Jumat, 15 Februari 2019

LIMA KENDALA MERAIH PENGETAHUAN ILAHI

KALBU ITU IBARAT CERMIN

Dalam kitab Aja’ib al-Qalb, Ihya ‘Ulumuddin, Imam Al-Ghazali menjelaskan bahwa kalbu manusia itu adalah tempat (wadah) ilmu, yakni bagian halus (al-lathifah) yang mengatur seluruh anggota tubuh manusia. Kalbu yang halus (qalb) inilah yang dipatuhi dan yang dilayani oleh seluruh anggota tubuh. Jika dikaitkan dengan hakikat segala pengetahuan, maka kalbu itu seperti cermin yang terkait dengan bentuk dan wujud sesuatu.

Dengan kata lain, gambar atau wujud tersebut akan tampak jika diletakkan di depan cermin. Dengan cara yang sama kalbu kita menerima warna atau sifat dari suatu obyek yang tidak dikenal dalam sebuah pengetahuan. Masing-masing pengetahuan memiliki hakikat. Dan, hakikat itu memiliki bentuk yang terpatri di dalam cermin kalbu, dan tampak jelas di dalamnya.

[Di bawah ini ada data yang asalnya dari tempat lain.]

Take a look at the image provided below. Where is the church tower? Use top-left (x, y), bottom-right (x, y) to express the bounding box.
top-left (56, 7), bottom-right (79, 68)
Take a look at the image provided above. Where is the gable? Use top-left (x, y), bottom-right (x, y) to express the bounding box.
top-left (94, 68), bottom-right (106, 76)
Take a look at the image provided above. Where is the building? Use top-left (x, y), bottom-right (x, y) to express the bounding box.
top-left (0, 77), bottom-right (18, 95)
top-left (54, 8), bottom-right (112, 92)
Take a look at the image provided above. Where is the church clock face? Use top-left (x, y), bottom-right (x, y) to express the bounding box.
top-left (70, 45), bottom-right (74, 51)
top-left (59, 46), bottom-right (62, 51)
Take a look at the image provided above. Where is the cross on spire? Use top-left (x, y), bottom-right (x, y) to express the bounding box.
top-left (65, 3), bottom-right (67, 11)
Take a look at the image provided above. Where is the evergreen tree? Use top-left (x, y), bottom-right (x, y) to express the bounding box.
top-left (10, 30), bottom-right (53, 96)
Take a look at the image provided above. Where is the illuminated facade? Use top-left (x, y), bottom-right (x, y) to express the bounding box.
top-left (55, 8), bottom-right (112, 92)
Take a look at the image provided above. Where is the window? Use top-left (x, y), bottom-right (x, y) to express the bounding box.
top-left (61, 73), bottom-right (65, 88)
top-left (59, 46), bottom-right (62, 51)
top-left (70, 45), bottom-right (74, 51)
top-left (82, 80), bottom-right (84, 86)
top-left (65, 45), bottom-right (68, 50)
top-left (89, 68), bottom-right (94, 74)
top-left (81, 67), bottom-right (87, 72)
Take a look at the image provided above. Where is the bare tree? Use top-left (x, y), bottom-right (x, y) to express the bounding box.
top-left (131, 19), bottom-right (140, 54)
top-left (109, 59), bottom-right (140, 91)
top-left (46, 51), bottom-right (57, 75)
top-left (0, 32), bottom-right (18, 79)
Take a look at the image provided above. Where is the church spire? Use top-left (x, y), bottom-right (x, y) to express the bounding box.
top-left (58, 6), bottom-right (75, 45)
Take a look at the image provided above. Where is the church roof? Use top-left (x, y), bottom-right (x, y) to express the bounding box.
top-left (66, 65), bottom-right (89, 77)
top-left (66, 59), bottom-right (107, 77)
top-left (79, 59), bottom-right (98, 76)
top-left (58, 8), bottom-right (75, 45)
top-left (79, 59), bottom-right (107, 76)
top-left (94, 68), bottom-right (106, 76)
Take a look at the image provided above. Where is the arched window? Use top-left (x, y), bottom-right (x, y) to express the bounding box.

Seperti orang yang melihat atau mengetahui kobaran api, ini tidaklah berarti api itu berada di dalam kalbunya. Tapi, yang ada di kalbunya hanyalah batas dan hakikatnya sesuai dengan bentuk dan gambarnya. Karena itu, menggambarkan kalbu seperti cermin adalah sangat tepat. Sebab, zat manusia itu sendiri tidak berada di dalam cermin. Yang ada adalah bayangan yang cocok dengan manusianya. Demikian pula adanya keadaan sesuai dengan hakikat pengetahuan di dalam kalbu yang kita namakan sebagai ilmu.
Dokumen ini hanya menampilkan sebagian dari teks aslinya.